Transurban bids for Sydney tunnel

Pre-emptive strike: Transurban intends to buy Sydney’s Cross City Tunnel. Photo: Jim RiceTransurban is hopeful of buying Sydney’s failed Cross City Tunnel within the coming months for a total outlay of about $500 million, in a deal that will cement its position as the city’s toll-road king.

Australia’s largest toll-road operator has also declared interest in buying Queensland Motorways, which operates five tollways in Brisbane, should its owner decide to push ahead with a sale.

Transurban made a pre-emptive strike on Monday in its attempt to buy the Cross City Tunnel by purchasing debt in the asset for $475 million from its sole senior secured creditor, Royal Bank of Scotland.

Built for about $1 billion, Cross City Tunnel has attracted only a fraction of the predicted traffic.

Transurban had previously made clear its interest in buying the 2.1-kilometre tunnel, which would fit well with its other toll-roads in Sydney such as the M2, M5, M7, the Eastern Distributor and the Lane Cove Tunnel.

The Cross City Tunnel, which was placed in receivership in September for the second time in eight years, runs under Sydney’s central business district and is linked to the Eastern Distributor.
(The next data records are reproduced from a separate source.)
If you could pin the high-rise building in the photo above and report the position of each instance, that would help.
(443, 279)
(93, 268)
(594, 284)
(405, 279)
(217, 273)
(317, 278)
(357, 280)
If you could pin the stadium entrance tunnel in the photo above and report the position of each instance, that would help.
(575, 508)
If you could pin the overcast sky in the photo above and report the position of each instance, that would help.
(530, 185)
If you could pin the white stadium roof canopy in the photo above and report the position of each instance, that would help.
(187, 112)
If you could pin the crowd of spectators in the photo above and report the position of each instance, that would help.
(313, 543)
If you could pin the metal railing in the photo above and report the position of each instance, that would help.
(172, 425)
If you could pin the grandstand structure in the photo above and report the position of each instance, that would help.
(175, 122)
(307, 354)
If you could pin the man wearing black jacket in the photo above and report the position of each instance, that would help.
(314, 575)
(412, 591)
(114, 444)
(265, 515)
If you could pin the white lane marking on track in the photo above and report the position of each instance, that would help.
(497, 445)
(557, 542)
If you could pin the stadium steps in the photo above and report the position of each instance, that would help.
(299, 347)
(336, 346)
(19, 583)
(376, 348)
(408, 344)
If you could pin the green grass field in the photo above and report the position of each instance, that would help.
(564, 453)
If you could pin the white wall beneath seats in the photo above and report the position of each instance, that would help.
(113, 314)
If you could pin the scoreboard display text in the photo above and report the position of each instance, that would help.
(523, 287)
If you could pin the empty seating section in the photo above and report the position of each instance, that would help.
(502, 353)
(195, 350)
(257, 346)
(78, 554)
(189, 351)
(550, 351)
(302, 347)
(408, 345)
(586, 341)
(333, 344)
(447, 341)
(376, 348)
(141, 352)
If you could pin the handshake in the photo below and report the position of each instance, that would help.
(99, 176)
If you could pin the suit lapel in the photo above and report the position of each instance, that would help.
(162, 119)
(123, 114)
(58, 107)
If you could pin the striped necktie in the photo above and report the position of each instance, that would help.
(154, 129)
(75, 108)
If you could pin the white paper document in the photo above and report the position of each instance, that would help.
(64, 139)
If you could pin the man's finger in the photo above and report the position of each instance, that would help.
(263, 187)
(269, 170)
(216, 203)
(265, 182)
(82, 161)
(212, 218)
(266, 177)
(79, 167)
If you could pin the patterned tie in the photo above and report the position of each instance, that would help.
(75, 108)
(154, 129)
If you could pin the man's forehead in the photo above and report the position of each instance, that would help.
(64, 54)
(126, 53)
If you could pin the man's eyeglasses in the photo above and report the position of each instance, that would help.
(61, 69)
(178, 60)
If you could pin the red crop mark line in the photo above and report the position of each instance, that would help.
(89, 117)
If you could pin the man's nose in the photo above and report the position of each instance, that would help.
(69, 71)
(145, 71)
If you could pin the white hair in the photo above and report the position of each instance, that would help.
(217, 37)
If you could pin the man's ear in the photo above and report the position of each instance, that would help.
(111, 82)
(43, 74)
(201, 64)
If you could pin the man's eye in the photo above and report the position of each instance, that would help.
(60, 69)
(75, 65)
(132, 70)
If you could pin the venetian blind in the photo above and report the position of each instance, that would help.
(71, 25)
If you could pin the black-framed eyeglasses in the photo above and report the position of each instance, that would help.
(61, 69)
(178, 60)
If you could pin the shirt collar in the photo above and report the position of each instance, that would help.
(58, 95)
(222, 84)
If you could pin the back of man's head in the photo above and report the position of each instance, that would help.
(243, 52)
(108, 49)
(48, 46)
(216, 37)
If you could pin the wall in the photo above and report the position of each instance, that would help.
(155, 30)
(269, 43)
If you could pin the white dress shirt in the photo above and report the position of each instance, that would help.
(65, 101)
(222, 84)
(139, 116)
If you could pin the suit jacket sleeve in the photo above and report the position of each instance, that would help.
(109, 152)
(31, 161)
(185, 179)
Transurban boss Scott Charlton said the company hoped to buy the tunnel for $500 million, including stamp duty. This is a price we think represents value for the Transurban shareholders,” he said.

He emphasised the synergies Transurban could realise by operating both the Eastern Distributor and the Cross City Tunnel, as well as the other roads in its Sydney network.

Even if a higher bid emerges, he said Transurban would still make a material profit on the purchase of the tunnel’s debt. He expects the purchase of the debt to be completed by December, and is hopeful for receivers to finish the sale of the tunnel by February or March.

Transurban expects the tunnel to generate ”very moderate growth” over the long term, and would continue to toll motorists.

Analysts said it was unlikely a higher bid would emerge.

Macquarie Equities analyst Ian Myles said Transurban was buying the tunnel for a ”great price” by removing the likelihood of competitive tension emerging from other bidders. But he said the tunnel was ”not a must-have in their portfolio”, and agreed that growth in traffic would be modest.

”The east doesn’t go west. Until you get those in the eastern suburbs to go to more than the fish markets, the tunnel’s growth has got some constraints,” he said.

Transurban will make a further payment to Royal Bank of Scotland of up to $27.5 million over four years in the event that the tunnel’s traffic is better than its own best assumptions.

The deal has not altered Transurban’s guidance for this financial year of 34¢ a share.